Sources of pride: “What our community, including the teachers and students of Park Trails Elementary, have done to assist us with donations for the children in the orphanage is beyond belief. … There are parents who are always dropping off bags of clothes and toys. … [We’re constantly] doing everything we can to help them.
“I am also currently on the Florida Highway Patrol Advisory Council. … We’re working on trying to help the people that suffered through the hurricane up in the Panhandle. … For troopers who were severely injured in the line of duty, [we] help their families and help them while they’re in hospitals, [in an attempt to] offset some of their bills and expenses.”
Words to live by: “How [giving] has changed me is just watching my kids do it. That’s the most exciting part. Watching my daughter, how she got involved [with the orphanage] and how she’s making an impact on some of the younger kids. They don’t realize that by giving up a toy, they’re learning the ideology of what giving is all about.”
President/CEO, OK Generators
Charitable involvements: 2-1-1 Broward, Broward Health Foundation, Junior Achievement of South Florida, and more
Why it’s personal: “My mother and my cousin were both victims of breast cancer, so that cause has become very important to me; when I aligned myself with Broward Health Foundation, I also aligned myself with Tammy Gail’s Glam-a-thon [which raises money for breast cancer initiatives]. But I will tell you, children and babies are my soft spot. The first time I walked into the neonatal intensive care unit at Broward Health, I wrote a tear-stained check. It was so touching to see these babies—which literally can fit in the palm of your hand—with tubes running in and out of them. Those doctors are giving them a real chance at life, where, four or five years ago, maybe they wouldn’t have had that chance. I actually had to rewrite that first check because my tears smeared the ink.”

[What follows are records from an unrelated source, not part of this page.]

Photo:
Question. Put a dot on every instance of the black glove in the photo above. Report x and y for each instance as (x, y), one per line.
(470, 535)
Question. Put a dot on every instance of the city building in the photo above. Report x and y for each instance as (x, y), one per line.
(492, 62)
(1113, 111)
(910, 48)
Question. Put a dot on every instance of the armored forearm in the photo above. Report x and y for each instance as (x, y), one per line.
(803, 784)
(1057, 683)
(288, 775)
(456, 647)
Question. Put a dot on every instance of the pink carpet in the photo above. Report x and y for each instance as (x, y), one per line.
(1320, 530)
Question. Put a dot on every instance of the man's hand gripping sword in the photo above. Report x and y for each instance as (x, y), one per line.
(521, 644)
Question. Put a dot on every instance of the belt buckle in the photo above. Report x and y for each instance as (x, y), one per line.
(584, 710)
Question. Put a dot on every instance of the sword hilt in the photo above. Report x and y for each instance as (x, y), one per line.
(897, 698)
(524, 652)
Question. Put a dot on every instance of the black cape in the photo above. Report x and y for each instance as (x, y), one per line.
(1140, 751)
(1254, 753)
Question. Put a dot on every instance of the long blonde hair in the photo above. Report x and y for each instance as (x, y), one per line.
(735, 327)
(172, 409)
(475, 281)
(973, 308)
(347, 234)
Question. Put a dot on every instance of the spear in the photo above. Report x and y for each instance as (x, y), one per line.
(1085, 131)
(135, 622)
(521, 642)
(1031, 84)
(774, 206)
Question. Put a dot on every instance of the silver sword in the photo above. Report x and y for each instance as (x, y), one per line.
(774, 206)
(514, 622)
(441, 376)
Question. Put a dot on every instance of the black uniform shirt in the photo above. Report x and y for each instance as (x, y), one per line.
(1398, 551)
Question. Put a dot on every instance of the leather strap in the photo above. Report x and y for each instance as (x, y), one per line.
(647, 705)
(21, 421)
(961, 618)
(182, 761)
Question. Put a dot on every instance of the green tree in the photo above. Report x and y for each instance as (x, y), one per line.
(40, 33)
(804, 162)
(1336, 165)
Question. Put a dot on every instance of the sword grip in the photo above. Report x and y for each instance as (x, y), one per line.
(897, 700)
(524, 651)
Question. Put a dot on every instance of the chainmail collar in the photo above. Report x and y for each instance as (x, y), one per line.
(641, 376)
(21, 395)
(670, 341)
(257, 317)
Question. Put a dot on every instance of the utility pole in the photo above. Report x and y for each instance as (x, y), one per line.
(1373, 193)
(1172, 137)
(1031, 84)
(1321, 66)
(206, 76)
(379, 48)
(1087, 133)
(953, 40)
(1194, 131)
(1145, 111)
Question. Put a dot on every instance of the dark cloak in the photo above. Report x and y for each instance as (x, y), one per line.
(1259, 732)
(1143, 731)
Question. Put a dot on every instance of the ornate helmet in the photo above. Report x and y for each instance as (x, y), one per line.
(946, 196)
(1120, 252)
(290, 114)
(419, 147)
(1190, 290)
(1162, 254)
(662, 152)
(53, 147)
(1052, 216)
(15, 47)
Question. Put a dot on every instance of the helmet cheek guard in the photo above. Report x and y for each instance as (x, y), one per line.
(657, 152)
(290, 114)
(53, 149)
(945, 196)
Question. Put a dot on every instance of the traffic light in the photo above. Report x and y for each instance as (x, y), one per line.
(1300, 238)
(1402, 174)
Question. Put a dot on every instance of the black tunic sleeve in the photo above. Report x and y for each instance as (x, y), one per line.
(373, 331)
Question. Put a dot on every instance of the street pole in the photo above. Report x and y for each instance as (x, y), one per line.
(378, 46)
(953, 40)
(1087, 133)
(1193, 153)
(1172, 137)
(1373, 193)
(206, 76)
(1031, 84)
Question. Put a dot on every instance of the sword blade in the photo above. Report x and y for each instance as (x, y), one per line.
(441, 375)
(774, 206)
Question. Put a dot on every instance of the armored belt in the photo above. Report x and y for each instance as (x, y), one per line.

Did you know: “My family was very middle-class, and not involved in the community at all. My philanthropy all came from being in business and getting to the point where I wanted to give back. … I was invited to a 2-1-1 Broward breakfast. I didn’t even know what 2-1-1 was at the time. I saw the work they were doing, and then I met with their development director at the time, who brought me onto the board. After six months, as fate would have it, the vice chair had to rotate off the board. A year after getting involved, I was chair of the board of 2-1-1. From there, I found other causes that interested me, and it’s grown from there. At one point, I was on nine different boards.”
Sources of pride: “As the foundation arm of Broward Health, we pick our causes. Two years ago, when I was chair, I was very proud that we raised $20.6 million to rename the Chris Evert Children’s Hospital as the Salah Foundation Children’s Hospital. We turned the neonatal [intensive care unit] into all private rooms with private nurses; it was a total transformation. The care always has been top notch, but to walk through and see families within arm’s distance of each other … a baby can be coding and dying three feet away from another family. It has to affect you. That doesn’t happen anymore. … I believe that’s going to be one of my legacies to the community—the total revitalization of that hospital.”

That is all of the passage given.